Many Needs, One You. How Bina Colman Gets Through Caregiving Gracefully

One sick dad. One 16-month-old. Plus: A job, a mom, a husband, and a jam-packed schedule. This Wellthy care coordinator is in the thick of caregiving with you. Discover how she makes it work – for her and for you.


A few months ago, Bina Colman relocated with her husband and son from California to Arizona to be closer to her parents. Until the family of three found a house in Arizona, they moved in with her parents—“my mom, a vibrant 61-year-old, and my 62-year-old dad, who was diagnosed with Lewy Body Dementia in 2015.”

“It’s a horrible disease,” she says of this progressive brain disorder with symptoms that can mimic those of Alzheimer’s and Parkinson’s diseases. “He’s lost all function in both hands, and can’t bathe or feed himself.
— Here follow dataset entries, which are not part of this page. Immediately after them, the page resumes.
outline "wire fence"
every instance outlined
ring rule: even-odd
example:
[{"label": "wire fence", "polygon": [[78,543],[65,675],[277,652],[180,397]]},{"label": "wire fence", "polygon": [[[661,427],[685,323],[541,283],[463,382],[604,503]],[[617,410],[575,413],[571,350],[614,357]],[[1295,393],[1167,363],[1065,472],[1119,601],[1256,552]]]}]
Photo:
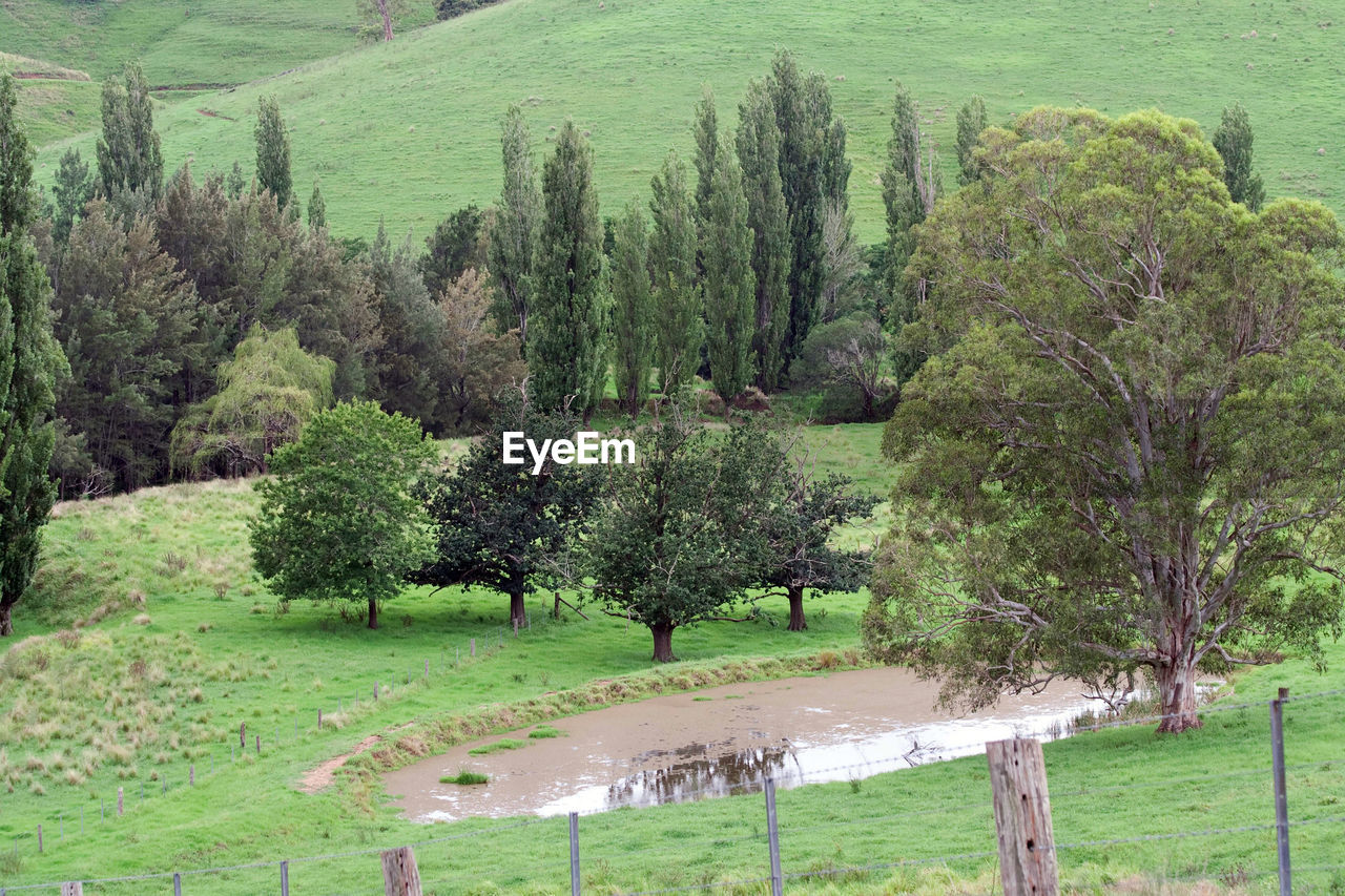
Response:
[{"label": "wire fence", "polygon": [[[1294,708],[1315,702],[1334,713],[1345,704],[1342,696],[1342,690],[1317,692],[1279,702],[1290,713],[1286,724],[1294,731]],[[1215,704],[1202,708],[1201,716],[1209,720],[1221,713],[1266,708],[1266,702]],[[1161,718],[1150,716],[1124,724],[1151,724]],[[1087,736],[1092,728],[1080,733]],[[1293,752],[1293,737],[1287,744]],[[1067,876],[1081,868],[1145,868],[1145,880],[1153,889],[1139,892],[1163,892],[1169,884],[1196,881],[1239,892],[1278,892],[1279,834],[1291,838],[1298,854],[1313,857],[1293,869],[1295,892],[1345,891],[1345,864],[1332,864],[1336,857],[1345,862],[1345,745],[1340,756],[1284,763],[1279,768],[1267,761],[1272,753],[1272,749],[1256,755],[1243,751],[1225,757],[1227,768],[1178,776],[1151,776],[1139,764],[1131,770],[1132,782],[1061,787],[1050,794],[1056,821],[1049,850]],[[456,823],[451,834],[412,844],[371,842],[369,848],[321,856],[87,879],[81,892],[381,893],[385,892],[379,885],[381,854],[408,846],[414,850],[422,883],[420,889],[398,891],[406,893],[527,891],[654,896],[780,893],[829,885],[843,892],[851,884],[901,889],[931,869],[962,876],[963,887],[974,889],[983,881],[987,892],[998,892],[1002,883],[995,872],[1001,857],[997,818],[983,767],[956,766],[963,778],[952,782],[955,786],[946,791],[948,799],[943,805],[896,802],[892,798],[902,792],[896,778],[882,779],[892,783],[886,790],[877,790],[876,783],[868,796],[862,792],[863,776],[907,761],[907,756],[884,756],[808,772],[830,780],[841,794],[846,784],[835,782],[834,772],[861,772],[850,780],[853,799],[824,800],[804,791],[781,791],[776,805],[775,786],[768,780],[765,811],[756,798],[738,798],[713,807],[702,805],[694,811],[616,810],[582,818],[572,814],[467,822],[473,825],[471,830]],[[1276,776],[1289,782],[1284,792],[1290,811],[1283,819],[1276,818]],[[1173,811],[1151,811],[1155,788],[1171,794]],[[722,792],[703,788],[699,795]],[[1123,833],[1108,835],[1118,825]],[[670,862],[670,857],[675,861]],[[31,892],[63,891],[61,883],[7,887],[0,880],[0,896]]]}]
He can’t be left alone, so he’s very needy. My own father is a lot more work than my son at times. He’s a 6-foot-tall man, and lifting and helping assist a bigger man than you can be a real challenge.”

“Caregiver burnout is real,” says Colman. What helps her keep it away? Some of the same strategies she helps implement for people as a care coordinator at Wellthy. Now that companies all over the country offer Wellthy in their benefits packages, “Wellthy is helping clients of all types. Some are already at their wit’s end. Others are just at the beginning of their journey and want to know what they can do if they notice, for instance, that their mom is getting forgetful,” she says. There are systems, strategies, and resources that can make a difference at every stage, and Colman spends her days matching the right options with the person who needs them. “Caregiving can be very confusing, and so much of what I do is help people who don’t know what to do next.”
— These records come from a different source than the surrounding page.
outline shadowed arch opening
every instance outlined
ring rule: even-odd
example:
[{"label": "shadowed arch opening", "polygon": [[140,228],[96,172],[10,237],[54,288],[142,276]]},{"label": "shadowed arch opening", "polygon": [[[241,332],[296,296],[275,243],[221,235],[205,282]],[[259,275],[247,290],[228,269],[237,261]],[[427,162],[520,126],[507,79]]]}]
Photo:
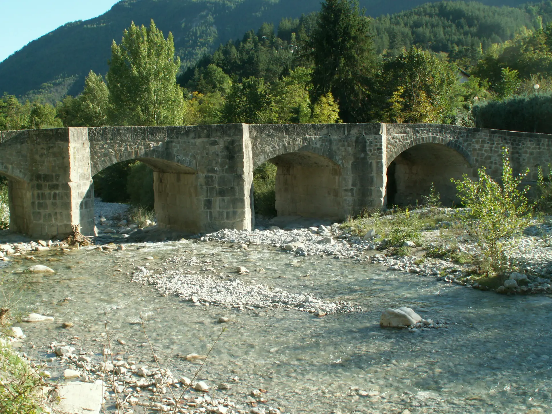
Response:
[{"label": "shadowed arch opening", "polygon": [[[161,229],[200,231],[202,205],[198,199],[198,176],[189,167],[164,160],[136,158],[110,166],[94,179],[99,187],[97,195],[103,201],[152,209]],[[120,187],[118,194],[113,194],[114,185]]]},{"label": "shadowed arch opening", "polygon": [[440,195],[441,203],[457,204],[456,186],[451,178],[470,177],[473,169],[464,157],[455,150],[440,144],[426,143],[405,150],[387,168],[387,206],[421,204],[422,197],[429,194],[432,183]]},{"label": "shadowed arch opening", "polygon": [[276,166],[277,215],[343,218],[339,166],[312,152],[290,152],[269,160]]},{"label": "shadowed arch opening", "polygon": [[0,172],[0,230],[28,233],[31,222],[29,183]]}]

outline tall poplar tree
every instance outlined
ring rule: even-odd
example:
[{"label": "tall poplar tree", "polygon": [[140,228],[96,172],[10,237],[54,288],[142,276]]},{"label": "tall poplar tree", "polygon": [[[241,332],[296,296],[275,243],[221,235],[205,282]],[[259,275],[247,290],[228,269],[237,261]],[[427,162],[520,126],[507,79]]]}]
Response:
[{"label": "tall poplar tree", "polygon": [[172,34],[166,40],[153,20],[148,29],[133,22],[115,41],[106,76],[112,125],[182,124],[184,100],[176,83],[180,58],[174,57]]},{"label": "tall poplar tree", "polygon": [[368,120],[370,79],[376,55],[370,20],[358,0],[326,0],[309,42],[314,69],[311,100],[331,92],[343,122]]}]

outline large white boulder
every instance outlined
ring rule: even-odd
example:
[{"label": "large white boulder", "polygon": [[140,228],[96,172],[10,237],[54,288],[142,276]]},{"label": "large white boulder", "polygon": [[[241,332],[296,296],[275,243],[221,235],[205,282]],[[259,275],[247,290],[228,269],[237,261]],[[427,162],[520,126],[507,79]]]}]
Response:
[{"label": "large white boulder", "polygon": [[410,307],[390,307],[381,314],[380,326],[382,328],[404,328],[421,321],[422,317]]},{"label": "large white boulder", "polygon": [[42,264],[37,264],[35,266],[31,266],[27,269],[27,272],[31,273],[53,273],[54,269],[50,269],[47,266],[44,266]]},{"label": "large white boulder", "polygon": [[74,381],[60,385],[56,391],[59,404],[52,408],[63,414],[99,414],[105,389],[101,380],[96,383]]}]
Just as she does for her clients, she’s worked with her family to devise a plan for next steps that involves moving their dad into a facility where he can get round-the-clock care (“it helps to go to the facilities together and find something that your loved one will feel comfortable in. Hopefully, a person can be satisfied in at least one of those places,” she says.
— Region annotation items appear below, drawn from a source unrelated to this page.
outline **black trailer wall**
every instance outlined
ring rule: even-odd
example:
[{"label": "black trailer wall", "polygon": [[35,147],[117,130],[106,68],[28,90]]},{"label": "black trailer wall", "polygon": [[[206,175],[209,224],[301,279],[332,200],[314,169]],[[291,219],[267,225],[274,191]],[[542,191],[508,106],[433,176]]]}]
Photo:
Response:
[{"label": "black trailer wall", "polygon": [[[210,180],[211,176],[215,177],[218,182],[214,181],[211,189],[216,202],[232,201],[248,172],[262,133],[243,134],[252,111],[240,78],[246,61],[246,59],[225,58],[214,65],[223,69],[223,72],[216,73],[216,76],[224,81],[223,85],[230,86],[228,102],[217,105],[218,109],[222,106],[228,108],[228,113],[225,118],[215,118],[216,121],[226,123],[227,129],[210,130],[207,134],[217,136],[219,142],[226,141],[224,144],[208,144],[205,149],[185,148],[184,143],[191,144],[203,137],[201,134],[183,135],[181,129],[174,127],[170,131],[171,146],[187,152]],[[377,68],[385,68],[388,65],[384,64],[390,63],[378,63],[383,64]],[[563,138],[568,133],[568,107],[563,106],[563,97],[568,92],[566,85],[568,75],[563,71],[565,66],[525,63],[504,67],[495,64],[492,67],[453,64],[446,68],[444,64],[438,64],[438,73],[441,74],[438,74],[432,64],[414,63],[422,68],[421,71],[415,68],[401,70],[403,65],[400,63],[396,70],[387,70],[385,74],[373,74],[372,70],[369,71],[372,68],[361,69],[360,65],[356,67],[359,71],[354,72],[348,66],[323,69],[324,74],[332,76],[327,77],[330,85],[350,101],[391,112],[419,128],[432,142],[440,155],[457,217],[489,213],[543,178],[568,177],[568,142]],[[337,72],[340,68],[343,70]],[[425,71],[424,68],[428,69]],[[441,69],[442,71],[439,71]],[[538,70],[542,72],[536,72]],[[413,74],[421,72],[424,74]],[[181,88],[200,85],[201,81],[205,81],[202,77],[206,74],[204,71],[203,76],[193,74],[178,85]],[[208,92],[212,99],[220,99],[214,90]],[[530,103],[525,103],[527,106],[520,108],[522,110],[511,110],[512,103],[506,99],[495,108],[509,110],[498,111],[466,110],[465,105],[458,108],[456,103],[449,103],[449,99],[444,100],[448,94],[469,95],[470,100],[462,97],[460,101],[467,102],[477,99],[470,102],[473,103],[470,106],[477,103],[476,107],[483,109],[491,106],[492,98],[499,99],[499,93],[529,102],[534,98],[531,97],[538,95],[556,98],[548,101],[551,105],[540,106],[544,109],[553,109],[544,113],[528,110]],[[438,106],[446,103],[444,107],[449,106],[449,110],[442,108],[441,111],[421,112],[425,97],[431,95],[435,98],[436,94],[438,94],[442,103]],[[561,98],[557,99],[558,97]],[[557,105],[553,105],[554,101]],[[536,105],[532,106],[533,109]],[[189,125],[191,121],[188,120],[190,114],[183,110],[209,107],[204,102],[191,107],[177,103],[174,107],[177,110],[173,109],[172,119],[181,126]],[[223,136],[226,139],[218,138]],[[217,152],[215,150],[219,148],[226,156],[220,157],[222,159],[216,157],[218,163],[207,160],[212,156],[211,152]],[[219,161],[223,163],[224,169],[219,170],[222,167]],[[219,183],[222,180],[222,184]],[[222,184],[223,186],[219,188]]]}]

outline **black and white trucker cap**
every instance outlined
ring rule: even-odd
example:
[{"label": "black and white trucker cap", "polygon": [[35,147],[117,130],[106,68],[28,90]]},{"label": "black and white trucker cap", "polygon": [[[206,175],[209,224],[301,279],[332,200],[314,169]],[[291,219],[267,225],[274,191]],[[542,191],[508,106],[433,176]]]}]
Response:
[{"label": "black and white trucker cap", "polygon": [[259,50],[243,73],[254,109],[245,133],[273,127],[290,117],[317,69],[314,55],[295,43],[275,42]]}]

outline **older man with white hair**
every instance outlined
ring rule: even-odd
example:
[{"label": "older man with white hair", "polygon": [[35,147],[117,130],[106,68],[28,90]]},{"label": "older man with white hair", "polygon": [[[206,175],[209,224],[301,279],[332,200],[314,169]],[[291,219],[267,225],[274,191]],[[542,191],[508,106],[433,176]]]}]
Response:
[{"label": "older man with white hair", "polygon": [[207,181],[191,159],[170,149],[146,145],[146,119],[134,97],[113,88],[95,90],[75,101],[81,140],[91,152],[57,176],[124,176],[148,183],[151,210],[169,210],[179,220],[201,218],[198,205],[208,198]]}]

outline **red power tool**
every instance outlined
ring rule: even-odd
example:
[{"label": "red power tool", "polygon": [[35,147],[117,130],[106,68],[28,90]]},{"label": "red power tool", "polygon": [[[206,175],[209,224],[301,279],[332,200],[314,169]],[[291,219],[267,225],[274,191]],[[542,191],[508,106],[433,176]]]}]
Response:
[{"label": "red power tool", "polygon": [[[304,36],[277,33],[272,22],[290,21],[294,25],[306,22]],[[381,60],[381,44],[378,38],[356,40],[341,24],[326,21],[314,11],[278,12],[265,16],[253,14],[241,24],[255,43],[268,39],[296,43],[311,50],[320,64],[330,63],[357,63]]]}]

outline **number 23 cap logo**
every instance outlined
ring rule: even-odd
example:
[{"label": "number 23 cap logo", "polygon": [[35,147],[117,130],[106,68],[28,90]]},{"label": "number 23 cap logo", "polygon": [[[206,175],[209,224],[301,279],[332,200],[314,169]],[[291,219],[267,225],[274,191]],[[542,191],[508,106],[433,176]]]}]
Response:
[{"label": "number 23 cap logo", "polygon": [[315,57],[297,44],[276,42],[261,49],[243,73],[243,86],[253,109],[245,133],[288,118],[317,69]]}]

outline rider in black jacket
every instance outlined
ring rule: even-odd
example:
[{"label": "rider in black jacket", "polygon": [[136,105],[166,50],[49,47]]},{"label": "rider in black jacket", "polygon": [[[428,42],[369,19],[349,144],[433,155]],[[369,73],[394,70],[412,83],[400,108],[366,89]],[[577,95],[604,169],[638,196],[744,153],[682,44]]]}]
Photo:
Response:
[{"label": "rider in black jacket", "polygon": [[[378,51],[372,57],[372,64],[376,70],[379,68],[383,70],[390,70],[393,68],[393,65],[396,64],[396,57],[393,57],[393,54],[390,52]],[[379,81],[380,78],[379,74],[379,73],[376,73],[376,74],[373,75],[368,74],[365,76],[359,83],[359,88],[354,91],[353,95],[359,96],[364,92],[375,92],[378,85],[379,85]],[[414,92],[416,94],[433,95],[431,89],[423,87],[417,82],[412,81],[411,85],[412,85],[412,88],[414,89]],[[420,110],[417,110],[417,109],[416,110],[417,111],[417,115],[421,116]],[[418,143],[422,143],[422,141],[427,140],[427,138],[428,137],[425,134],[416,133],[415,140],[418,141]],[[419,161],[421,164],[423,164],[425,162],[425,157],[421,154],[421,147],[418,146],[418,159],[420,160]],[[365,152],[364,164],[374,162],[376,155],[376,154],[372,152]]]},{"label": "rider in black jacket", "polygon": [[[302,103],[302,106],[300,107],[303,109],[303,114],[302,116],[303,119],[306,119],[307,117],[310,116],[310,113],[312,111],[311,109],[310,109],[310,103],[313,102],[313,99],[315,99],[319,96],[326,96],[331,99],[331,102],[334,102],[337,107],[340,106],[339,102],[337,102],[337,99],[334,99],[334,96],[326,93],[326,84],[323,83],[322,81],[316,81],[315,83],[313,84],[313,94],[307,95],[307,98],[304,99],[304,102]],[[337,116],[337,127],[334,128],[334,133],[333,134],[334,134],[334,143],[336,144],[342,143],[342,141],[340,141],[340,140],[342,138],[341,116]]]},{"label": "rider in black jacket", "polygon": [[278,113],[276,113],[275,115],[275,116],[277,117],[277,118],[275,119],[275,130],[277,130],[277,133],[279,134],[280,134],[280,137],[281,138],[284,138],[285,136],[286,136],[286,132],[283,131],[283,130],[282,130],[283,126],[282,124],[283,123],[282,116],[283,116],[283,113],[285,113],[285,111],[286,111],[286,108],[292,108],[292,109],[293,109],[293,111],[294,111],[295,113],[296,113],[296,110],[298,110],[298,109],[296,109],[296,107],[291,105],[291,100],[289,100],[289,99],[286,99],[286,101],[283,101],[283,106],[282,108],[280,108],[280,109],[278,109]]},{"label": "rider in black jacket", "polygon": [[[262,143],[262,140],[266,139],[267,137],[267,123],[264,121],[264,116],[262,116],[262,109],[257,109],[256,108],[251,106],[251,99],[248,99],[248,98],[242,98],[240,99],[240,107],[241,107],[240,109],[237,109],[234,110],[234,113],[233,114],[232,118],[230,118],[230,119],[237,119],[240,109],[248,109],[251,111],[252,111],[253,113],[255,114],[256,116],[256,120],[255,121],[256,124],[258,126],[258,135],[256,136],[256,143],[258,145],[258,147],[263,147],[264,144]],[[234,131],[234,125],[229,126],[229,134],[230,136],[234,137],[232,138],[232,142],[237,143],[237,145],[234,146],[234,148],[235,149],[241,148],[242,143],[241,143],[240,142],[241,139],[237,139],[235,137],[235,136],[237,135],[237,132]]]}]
Her degree in gerontology has been valuable in helping her manage the situation, but so has what she’s gained through the school of life, including these hacks that could work for you, too:

Use your calendar for relief. Colman’s days start at 5:30 AM, giving her about 90 minutes to dash off some emails and work out before she needs to get her son out of his crib and get breakfast ready for the oldest and youngest members of the family. Then, there’s preschool dropoff and pickup, meals to be made, work to be done, groceries to be shopped for and everything in between (sound familiar?). “My mom and I share caring for Dad and my son, so every night we compare calendars. We set a schedule for who will be doing what for my son and my dad, and every night, we confirm it for the next day. When he first saw us do it, my husband was blown away by how much there is to figure out. But that’s the life of someone who has a sick loved one at home,” she says.

Be aware that a disease can change your loved one. “Lewy Body Dementia can make people become very needy. My dad is often extremely all about himself now, and he wasn’t like that before,” Colman says. “I remind myself that it’s not him, it’s the disease.” In other words, try not to blame the person for what the disease is making them do.

Don’t go it alone. Especially since you don’t have to. Not only does Colman use the tools in the Wellthy toolbox, she’s also in two support groups—one in-person and one online. Experts and caregivers alike agree it’s important for the caregiver to take care of themselves, and that can sometimes be the hardest thing to do, Colman says. “But a support group is something you can put in your calendar—it’s time blocked out for yourself.”